Si alguien dice "te estas retrasando" y ya estás cansado
da otro paso y pisa esta huella (...).
Shaila, "Los Caminantes".
En esta oportunidad voy a citar un poema de Pedro Bonifacio Palacios, mas conocido con el seudónimo de "Almafuerte". Es un fragmento realmente extraordinario que tengo pegado en el escritorio al costado de mi cama, hecho que me ayuda a recordarlo constantemente antes de dormir y luego de despertar
Nunca lo mencioné hasta ahora, pero soy un estudiante de medicina y este poema me ha ayudado mucho cuando, allá por el mes de junio de este año, tuve mi primer tropiezo reprobando un parcial para el cual me había pasado horas y horas estudiando y sin embargo no se dieron los resultados esperados. Al principio lo sentí como algo injusto, ya que el problema no era la falta de estudio sino los traicioneros nervios que acechan al tener que dar un oral. El motivo por el cuál cito este poema hoy es el hecho de que fue de gran ayuda en materia anímica para poder aprobar ese parcial en el recuperatorio de la semana siguiente a la reprobación y no quedarme libre de la materia. Ayer volví a tropezar. Era el ultimo parcial y habiéndolo aprobado regularizaba la materia, sin embargo no fue así. Hoy quizás tengo aún menos complemento anímico que en aquella época de junio, pero leyendo una y otra vez estos versos siento que recupero fuerzas, que tengo que luchar para que aquello que tanto anhelo se haga posible, en mi caso esta carrera que elegí seguir. Vos también debes tener algún anhelo. Y si sentís que muchos obstáculos se te interponen en tu camino, intentá sacar fuerzas y seguí "caminando", pero nunca te des por vencido.

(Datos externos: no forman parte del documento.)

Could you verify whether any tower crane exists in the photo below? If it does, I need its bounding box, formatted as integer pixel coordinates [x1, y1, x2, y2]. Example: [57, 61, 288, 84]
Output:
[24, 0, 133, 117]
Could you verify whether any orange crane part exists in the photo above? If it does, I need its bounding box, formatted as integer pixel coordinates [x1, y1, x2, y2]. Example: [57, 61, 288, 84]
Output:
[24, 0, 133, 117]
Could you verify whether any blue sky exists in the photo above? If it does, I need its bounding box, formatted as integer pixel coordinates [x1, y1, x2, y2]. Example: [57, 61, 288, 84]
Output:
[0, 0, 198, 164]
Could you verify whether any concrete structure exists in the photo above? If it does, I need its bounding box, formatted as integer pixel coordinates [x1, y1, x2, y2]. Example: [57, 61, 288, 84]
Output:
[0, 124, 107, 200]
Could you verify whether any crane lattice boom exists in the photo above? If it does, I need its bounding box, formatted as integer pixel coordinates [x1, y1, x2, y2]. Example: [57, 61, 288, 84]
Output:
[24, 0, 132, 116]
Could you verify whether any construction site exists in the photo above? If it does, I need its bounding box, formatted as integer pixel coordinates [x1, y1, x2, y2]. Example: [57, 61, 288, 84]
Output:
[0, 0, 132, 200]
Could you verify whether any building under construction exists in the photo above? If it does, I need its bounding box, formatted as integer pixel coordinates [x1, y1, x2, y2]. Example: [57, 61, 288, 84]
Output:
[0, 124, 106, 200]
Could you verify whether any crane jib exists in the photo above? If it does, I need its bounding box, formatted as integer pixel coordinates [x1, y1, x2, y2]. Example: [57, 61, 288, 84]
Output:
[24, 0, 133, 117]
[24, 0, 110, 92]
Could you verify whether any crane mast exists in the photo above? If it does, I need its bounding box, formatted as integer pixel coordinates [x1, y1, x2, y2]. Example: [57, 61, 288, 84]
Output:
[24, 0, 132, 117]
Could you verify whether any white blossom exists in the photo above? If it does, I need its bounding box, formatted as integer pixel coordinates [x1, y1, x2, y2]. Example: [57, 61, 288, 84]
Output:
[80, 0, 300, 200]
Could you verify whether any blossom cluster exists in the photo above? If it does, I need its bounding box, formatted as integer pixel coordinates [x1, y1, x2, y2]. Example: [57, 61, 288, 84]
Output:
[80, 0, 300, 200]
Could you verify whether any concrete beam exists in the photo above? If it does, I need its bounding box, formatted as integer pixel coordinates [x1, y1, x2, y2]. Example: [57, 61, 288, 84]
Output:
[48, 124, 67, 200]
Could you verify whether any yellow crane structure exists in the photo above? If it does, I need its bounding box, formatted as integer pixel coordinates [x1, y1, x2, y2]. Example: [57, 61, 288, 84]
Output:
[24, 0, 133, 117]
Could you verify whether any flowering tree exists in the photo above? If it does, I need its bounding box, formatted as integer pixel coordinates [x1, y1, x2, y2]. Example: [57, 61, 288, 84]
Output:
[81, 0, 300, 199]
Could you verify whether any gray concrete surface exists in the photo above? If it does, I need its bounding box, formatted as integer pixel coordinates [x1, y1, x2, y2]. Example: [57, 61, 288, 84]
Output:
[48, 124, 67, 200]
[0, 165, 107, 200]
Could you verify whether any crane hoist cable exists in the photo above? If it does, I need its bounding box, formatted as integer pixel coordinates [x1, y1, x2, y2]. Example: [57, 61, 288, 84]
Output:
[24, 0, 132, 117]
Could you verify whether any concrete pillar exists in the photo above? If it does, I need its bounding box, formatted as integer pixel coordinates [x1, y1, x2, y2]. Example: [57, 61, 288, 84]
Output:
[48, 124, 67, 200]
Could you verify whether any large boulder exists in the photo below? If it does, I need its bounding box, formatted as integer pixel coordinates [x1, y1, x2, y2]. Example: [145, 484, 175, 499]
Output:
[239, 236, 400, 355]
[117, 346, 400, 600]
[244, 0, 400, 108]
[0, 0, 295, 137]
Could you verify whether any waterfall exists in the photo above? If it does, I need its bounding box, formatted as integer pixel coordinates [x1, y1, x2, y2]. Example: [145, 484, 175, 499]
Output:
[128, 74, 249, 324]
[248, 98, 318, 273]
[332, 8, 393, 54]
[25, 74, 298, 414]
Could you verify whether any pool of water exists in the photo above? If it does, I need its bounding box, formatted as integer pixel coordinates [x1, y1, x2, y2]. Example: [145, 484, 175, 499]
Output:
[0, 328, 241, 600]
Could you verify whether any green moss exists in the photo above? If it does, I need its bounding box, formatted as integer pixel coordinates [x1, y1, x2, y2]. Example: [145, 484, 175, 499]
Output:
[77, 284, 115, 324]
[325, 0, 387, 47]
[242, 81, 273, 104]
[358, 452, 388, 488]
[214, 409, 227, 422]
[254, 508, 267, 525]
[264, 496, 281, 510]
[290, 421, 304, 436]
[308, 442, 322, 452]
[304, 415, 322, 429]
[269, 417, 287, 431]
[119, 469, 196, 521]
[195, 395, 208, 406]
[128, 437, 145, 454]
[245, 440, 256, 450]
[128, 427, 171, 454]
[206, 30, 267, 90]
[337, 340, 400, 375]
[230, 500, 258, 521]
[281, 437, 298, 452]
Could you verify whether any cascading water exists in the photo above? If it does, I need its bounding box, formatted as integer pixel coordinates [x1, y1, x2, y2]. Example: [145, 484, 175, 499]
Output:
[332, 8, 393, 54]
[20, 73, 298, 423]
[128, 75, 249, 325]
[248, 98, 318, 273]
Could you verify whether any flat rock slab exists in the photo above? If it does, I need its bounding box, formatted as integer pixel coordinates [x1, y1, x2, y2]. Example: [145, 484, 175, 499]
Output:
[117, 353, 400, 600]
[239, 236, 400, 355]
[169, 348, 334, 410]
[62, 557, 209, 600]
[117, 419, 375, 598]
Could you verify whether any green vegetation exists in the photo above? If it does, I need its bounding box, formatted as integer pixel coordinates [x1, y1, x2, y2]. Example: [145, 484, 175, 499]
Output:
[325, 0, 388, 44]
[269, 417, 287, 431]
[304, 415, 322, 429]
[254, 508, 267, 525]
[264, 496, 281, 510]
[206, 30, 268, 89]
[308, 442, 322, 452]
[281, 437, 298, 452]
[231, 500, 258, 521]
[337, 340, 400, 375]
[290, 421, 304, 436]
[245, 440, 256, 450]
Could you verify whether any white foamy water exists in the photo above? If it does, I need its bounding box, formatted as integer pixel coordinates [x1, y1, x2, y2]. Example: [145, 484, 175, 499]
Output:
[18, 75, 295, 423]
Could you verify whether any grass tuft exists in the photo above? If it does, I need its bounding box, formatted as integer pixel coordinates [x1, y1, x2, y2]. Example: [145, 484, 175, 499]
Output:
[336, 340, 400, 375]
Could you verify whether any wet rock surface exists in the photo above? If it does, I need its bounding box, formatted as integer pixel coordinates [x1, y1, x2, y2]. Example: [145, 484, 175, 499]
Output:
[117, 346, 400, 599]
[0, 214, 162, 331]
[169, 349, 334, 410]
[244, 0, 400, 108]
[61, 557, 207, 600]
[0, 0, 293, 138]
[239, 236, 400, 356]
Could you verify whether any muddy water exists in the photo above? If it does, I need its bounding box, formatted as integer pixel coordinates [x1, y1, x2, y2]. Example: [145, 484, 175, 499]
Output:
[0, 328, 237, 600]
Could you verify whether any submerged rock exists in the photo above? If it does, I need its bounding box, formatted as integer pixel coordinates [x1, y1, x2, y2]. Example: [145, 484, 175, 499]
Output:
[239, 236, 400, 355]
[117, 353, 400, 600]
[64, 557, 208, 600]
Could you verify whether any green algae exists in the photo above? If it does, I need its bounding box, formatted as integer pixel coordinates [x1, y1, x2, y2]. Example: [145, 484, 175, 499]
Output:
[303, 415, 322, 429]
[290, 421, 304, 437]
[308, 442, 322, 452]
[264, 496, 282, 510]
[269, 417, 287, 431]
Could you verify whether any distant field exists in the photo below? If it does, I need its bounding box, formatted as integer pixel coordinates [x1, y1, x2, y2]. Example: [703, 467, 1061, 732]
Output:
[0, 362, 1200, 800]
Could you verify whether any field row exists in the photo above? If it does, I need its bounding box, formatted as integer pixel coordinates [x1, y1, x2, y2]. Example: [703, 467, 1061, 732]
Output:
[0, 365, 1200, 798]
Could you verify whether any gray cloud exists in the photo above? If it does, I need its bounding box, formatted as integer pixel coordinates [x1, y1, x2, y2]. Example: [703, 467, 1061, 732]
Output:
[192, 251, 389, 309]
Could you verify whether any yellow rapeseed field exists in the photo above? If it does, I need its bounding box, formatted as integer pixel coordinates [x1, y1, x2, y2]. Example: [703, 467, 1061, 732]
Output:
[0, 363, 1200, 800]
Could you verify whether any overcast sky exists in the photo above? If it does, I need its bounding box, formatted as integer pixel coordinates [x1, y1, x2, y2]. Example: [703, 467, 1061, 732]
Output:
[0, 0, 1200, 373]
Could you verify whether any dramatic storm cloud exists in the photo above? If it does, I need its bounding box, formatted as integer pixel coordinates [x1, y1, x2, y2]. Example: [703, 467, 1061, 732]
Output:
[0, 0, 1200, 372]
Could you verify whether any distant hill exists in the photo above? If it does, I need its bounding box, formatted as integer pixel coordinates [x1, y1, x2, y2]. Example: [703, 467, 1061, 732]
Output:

"No te des por vencido ni aún vencido"
¡Piu Avanti!
No te des por vencido, ni aún vencido,
no te sientas esclavo, ni aún esclavo;
trémulo de pavor, piénsate bravo,
y arremete feróz, ya mal herido.
Ten el tesón del clavo enmohecido
que ya viejo y ruín vuelve a ser clavo;
no la intrepidez del pavo
que amaina su plumaje al primer ruido.
Procede como Dios que nunca llora;
o como Lucifer, que nunca reza;
o como el robledal, cuya grandeza
necesita del agua y no la implora...
Que muerda y vocifere vengadora,
ya rodando en el polvo, tu cabeza!
Pedro Bonifacio "Almafuerte" Palacios.
Se lo debo al Dr. Leonardo Coscarelli, profesor de Anatomía de la Universidad Nacional de La Plata, quien me hizo conocer este poema y al que no tuve el gusto de conocer personalmente.